Ex-Warner Music Head Edgar Bronfman Starts a VC Firm

Ex-Warner Music Head Edgar Bronfman Starts a VC Firm

Edgar Bronfman

Edgar Bronfman

Photographer: Matthew Staver/Bloomberg
Edgar Bronfman
Photographer: Matthew Staver/Bloomberg

To the list of outsiders piling into venture capital in Silicon Valley, add one more: Edgar Bronfman Jr., the former head of Warner Music and the man who sold off the family business, Seagram Co., to French conglomerate Vivendi SA.

Bronfman, now a managing partner at New York-based private equity firm Accretive LLC, is starting a venture firm with veteran investor Daniel Leff. The new firm, Waverley Capital, aims to raise a debut fund of about $100 million, targeting media investments.

Last year, venture capitalists spent just $1.3 billion investing in media companies, about 2 percent of the capital deployed to all U.S. startups, according to data from the National Venture Capital Association and PitchBook. “There’s almost no money in Silicon Valley going toward media,” Bronfman said.

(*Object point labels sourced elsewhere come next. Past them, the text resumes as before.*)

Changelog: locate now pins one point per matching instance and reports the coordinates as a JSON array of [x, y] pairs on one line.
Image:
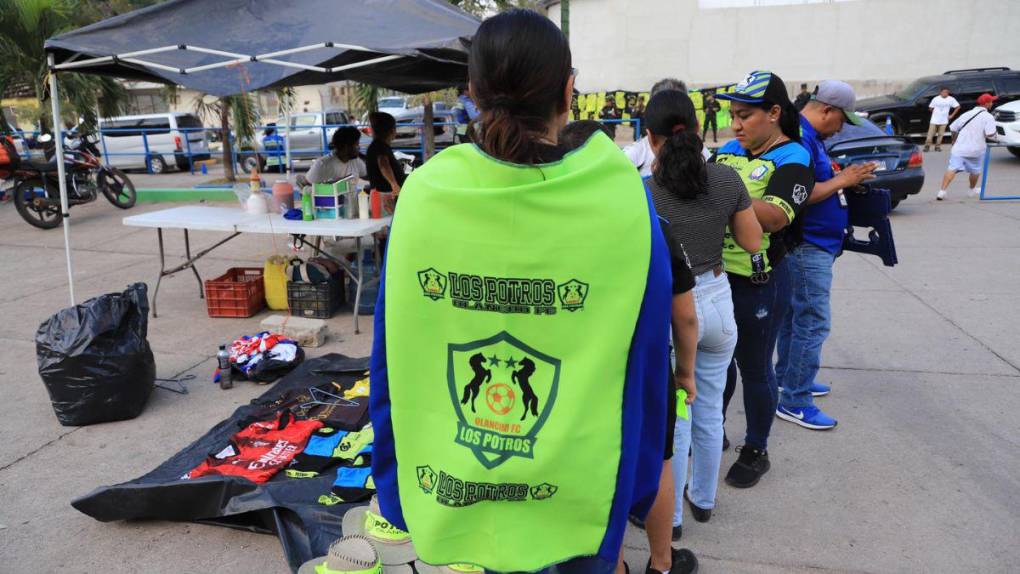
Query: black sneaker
[[684, 562], [749, 468], [699, 514]]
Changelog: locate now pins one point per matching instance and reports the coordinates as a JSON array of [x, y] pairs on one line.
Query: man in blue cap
[[807, 323]]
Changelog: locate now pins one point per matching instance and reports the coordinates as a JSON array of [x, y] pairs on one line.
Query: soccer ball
[[500, 398]]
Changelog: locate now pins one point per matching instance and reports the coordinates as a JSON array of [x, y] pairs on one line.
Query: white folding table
[[237, 221]]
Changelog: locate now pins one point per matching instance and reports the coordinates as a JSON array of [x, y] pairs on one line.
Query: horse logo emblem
[[503, 392], [572, 295], [432, 283]]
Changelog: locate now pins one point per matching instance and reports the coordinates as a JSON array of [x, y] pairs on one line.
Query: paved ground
[[922, 474]]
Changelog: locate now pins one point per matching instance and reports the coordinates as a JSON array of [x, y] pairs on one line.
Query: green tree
[[241, 111], [24, 25]]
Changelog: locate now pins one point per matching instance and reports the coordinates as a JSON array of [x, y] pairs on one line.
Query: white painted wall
[[873, 44]]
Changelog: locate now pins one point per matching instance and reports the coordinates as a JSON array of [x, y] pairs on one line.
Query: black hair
[[575, 134], [789, 117], [345, 143], [519, 67], [679, 165], [668, 84], [383, 124]]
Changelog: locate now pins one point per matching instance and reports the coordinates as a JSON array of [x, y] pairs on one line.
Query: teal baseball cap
[[758, 87]]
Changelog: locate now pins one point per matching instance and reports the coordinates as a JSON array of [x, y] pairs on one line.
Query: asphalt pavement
[[921, 475]]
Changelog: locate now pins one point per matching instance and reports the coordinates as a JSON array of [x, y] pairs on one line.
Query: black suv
[[909, 107]]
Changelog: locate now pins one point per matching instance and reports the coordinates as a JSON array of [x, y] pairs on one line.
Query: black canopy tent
[[232, 46]]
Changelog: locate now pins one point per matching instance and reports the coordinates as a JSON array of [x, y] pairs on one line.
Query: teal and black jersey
[[781, 176]]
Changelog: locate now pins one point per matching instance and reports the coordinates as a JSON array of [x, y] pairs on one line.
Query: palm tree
[[24, 25], [242, 111]]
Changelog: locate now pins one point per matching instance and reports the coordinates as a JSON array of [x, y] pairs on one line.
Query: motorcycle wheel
[[117, 188], [39, 210]]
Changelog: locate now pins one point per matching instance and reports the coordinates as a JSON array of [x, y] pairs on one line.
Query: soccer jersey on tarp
[[260, 450]]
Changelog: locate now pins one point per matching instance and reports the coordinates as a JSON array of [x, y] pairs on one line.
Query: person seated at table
[[344, 160], [385, 172], [575, 134]]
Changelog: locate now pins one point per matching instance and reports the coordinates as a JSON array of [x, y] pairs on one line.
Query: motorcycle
[[37, 189]]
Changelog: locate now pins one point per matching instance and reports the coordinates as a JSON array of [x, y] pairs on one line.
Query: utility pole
[[565, 17]]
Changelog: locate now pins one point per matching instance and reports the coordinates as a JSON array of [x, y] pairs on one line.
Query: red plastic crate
[[240, 293]]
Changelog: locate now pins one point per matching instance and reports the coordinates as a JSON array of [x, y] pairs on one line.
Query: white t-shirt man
[[640, 153], [329, 168], [940, 108], [971, 138]]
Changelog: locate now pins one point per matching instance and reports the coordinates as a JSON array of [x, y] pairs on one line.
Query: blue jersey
[[780, 176], [824, 222]]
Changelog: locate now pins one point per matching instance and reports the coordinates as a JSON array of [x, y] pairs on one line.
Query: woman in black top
[[701, 200], [385, 172]]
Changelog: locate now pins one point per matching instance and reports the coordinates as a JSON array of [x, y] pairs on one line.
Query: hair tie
[[504, 102]]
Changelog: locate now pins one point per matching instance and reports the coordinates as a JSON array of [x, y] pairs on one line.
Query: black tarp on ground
[[431, 34], [287, 507]]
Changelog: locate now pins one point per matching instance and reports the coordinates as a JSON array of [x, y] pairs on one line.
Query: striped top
[[700, 224]]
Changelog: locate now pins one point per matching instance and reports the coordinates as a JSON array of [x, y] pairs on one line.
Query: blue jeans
[[585, 565], [807, 325], [702, 433], [782, 278]]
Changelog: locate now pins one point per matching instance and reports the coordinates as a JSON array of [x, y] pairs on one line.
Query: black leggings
[[753, 308]]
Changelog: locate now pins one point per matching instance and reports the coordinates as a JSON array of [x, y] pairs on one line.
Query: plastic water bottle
[[223, 362]]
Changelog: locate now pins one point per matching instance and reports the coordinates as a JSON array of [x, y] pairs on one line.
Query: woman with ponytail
[[776, 170], [521, 347], [700, 200]]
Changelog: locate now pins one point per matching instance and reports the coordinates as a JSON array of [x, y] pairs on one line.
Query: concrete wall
[[876, 45]]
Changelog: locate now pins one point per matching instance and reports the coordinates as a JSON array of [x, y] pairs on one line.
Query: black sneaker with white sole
[[749, 468], [684, 562]]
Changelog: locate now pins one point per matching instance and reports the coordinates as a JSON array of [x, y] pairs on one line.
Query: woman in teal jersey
[[776, 170]]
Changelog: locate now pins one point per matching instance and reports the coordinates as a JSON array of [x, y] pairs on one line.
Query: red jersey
[[260, 450]]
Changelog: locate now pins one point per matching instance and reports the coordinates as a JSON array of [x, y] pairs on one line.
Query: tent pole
[[58, 139], [287, 146]]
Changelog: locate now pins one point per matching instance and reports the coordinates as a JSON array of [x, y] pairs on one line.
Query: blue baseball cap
[[758, 87]]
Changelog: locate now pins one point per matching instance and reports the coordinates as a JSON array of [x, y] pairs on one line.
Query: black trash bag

That’s partly a holdover from the dot-com era, and in particular, venture-backed Napster, Bronfman said. The pioneering music-sharing service was shuttered after a multi-billion-dollar copyright suit that rocked the music industry. “Content and technology went to war with each other for a period of time,” Bronfman said. His tenure at Warner Music overlapped with much of that conflict.

During a difficult time for the music industry, Bronfman had some wins at Warner Music, including a speedy embrace of digital music sales. But his tenure at Canada’s Seagram, which included the sale of its highly profitable stake in DuPont to fund media acquisitions, ultimately led to the breakup of the company.

Bronfman and Leff said media is now entering an era where investors will show more interest in betting on the sector, in part due to companies like Roku Inc., the set-top-box maker that went public last month. The stock has gained 34 percent since the initial public offering, generating a solid return for early investors—including Leff, whose Luminari Capital backed Roku five years ago.

Overall, the media industry remains challenging. Online music services like Pandora Media Inc. are popular with listeners but unprofitable. Amazon.com Inc., Apple Inc. and Netflix Inc. are spending big on their own productions, making it tough for others to compete in content. Alphabet Inc.’s Google and Facebook Inc. are gobbling up advertising dollars that used to go to traditional media companies.

Meanwhile, competition among startup investors is fierce. SoftBank Group Corp.’s Vision Fund plans to deploy $100 billion in technology over five years. Although some investors worry the influx of cash is creating a bubble, Leff said Waverley won’t contribute to it. “We invest with tremendous discipline, mostly at very early stage,” he said.

Leff’s Luminari Capital backed FuboTV, a sports-video service, and The Athletic, an online sports publication—both of which would be in Waverley’s sweet spot, Leff said. Luminari Capital won’t raise another fund, and Leff expects many of its backers to join as investors in Waverley. Bronfman, a Luminari Capital investor and adviser, will continue in his role at Accretive but plans to spend about half his time at Waverley.